Cyberbullying is a phenomenon unique to the internet. With increased internet use, being aware of the impacts and signs of online bullying is important in supporting vulnerable children.
Bullying is understood as behaviour by a person or group with the intention to hurt and harass someone. Ofcom reports that 53% of 12 to 15-year-olds were concerned about bullying, abusive behaviour and threats. Whilst schools have measures in place to tackle bullying within their premises, sometimes bullying over the internet can go unnoticed.
Cyberbullying is a phenomenon unique to the internet: it is largely done via social media platforms such as Facebook, YouTube and Instagram. November holds the anti-bullying week and as a result, we want to help you recognise the signs and dangers of cyberbullying. Awareness means being better prepared to help and support those you know might be at risk.
What is cyberbullying?
As explained by Bullying UK cyberbullying can take shape in different ways. Some of the most common forms are:
- Harassment – This happens when someone constantly sends insulting and offensive comments, messages or photos about an individual, online via social media, gaming sites or chat rooms.
- Denigration – This happens when someone sends photos or messages that are fake, damaging or untrue, especially in order to ruin someone reputation. Altering and posting photos without consent can be a form of bullying.
- Flaming – This happens when someone purposefully causes distress to someone else by getting into online arguments and using extremely offensive language to get a reaction.
- Cyber Stalking – This happens when someone sends messages that include threats, harm and harassment, leading an individual to fear for their safety.
- Exclusion – This happens when an individual or group does not include someone in social media groups or chats with the purpose of isolating them.
Impacts of cyberbullying
Cyberbullying, just as offline bullying, can have severe impacts on its victims. Young people might refuse to go to school in fear of getting bullied. Individuals who are bullied might also be excluded from social events, develop low self-esteem, as well as withdraw from friends and family. These can lead to mental health issues as severe self-harm.
Overall, being bullied over the internet can lead to changes in personality, with individuals becoming more angry and depressed. If you notice these changes from close ones, reach out and talk.
At JAN Trust we are particularly concerned about cyberbullying, because we know that vulnerable teenagers who spend time online can become targets of extremists and gang groomers. Extremists working as individuals or groups prey on isolated individuals whilst drawing them into extremism by faking support and an alternative way of life, exploiting the desperate situation of a vulnerable youngster.
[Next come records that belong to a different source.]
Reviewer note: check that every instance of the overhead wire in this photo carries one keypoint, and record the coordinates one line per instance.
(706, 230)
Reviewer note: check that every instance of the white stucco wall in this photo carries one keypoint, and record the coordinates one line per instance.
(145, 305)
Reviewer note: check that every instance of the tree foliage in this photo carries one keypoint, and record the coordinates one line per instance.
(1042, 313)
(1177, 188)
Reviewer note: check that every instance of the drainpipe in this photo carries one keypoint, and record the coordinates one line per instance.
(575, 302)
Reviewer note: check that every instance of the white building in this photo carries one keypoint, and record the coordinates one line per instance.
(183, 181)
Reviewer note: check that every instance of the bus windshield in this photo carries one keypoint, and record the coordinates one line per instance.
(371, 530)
60% of girls aged 12-15 year old reported being concerned about bullying, abusive behaviour and threats. Unfortunately, cyberbullying as well as grooming are popular methods of manipulating young girls online. There are countless cases of teenage girls being drawn into online relationships with groomers, who appear innocent at first, but soon turn exploitative. For example, young girls will share intimate photos which the groomers, who then use the photos to blackmail teenagers in either in performing sexual acts or joining gangs or extremist forces.
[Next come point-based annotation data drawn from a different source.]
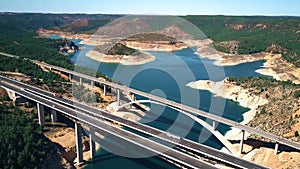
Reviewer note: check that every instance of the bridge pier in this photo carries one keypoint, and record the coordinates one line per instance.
(80, 81)
(118, 96)
(104, 90)
(78, 133)
(242, 141)
(214, 125)
(92, 143)
(53, 115)
(41, 114)
(276, 148)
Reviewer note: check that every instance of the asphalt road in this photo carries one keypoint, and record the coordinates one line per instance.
(180, 142)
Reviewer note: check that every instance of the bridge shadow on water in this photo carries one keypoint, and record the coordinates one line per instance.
(256, 144)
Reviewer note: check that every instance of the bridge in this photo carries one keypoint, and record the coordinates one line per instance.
(91, 117)
(193, 111)
(189, 111)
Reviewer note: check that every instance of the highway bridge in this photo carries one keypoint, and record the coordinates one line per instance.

At JAN Trust we have been working on issues related to the internet since 2010 when we launched Web Guardians™. We believe that vigilance when using the internet is key. Our programme aims to train mothers in detecting the harmful aspects of the internet for children. Our more recent Another Way Forward™ programme focuses on empowering young girls who may be vulnerable of being groomed and radicalised. It trains them to identify issues that arise from the internet, but also campaign, support each other and have a voice on something that affects them in particular.
What to do if you are being bullied
The Government’s advice on bullying recommends that if a child is being cyberbullied, it is best to not to respond or retaliate. Instead, the evidence of the abuse should be saved and the incident should be reported to a trusted adult.
The regulations on cyberbullying and online harms
The attempt to regulate the internet and the dangers that come with it has been a longstanding issue. In 2017, Facebook and other tech giants created a collaborative forum in an attempt to share best practices and potential solutions to issues such as cyberbullying. At the time, Google also started enabling users to report false or offensive information in their search suggestion. Thus far, however, the large tech corporations have not been able to sufficiently self-regulate the content posted on their sites to ensure the safety of a user. In the same year, the Crown Prosecution Service ordered prosecutors to treat online hate crimes as seriously as they would offences carried out in person. The Government is currently discussing the Online Harms Bill which would provide a framework for tackling issues that arise online, as well as set expectations for technology giants in protecting users. We know how important the issue of online harms is and how much it can affect people’s lives: therefore, we hope the Government will treat the matter with the urgency it requires.
At JAN Trust, we are aware that solution to issues such as cyberbullying only became more widely spoken about in 2017. We recognise that the Government’s approach to tackling cyberbullying, online hate and harassment is still relatively new. We believe that our programmes – Web Guardians™ and Another Way Forward™ – are an essential part in protecting our communities from cyberbullying and other online harms. Our programmes in particular breach the gap between the impending legislation on tackling online harms and at-home protection. Whilst our AWF™ programme is currently going forward, unfortunately Web Guardians™ has funding to be delivered, leaving our community and young people vulnerable to online harms and cyberbullying.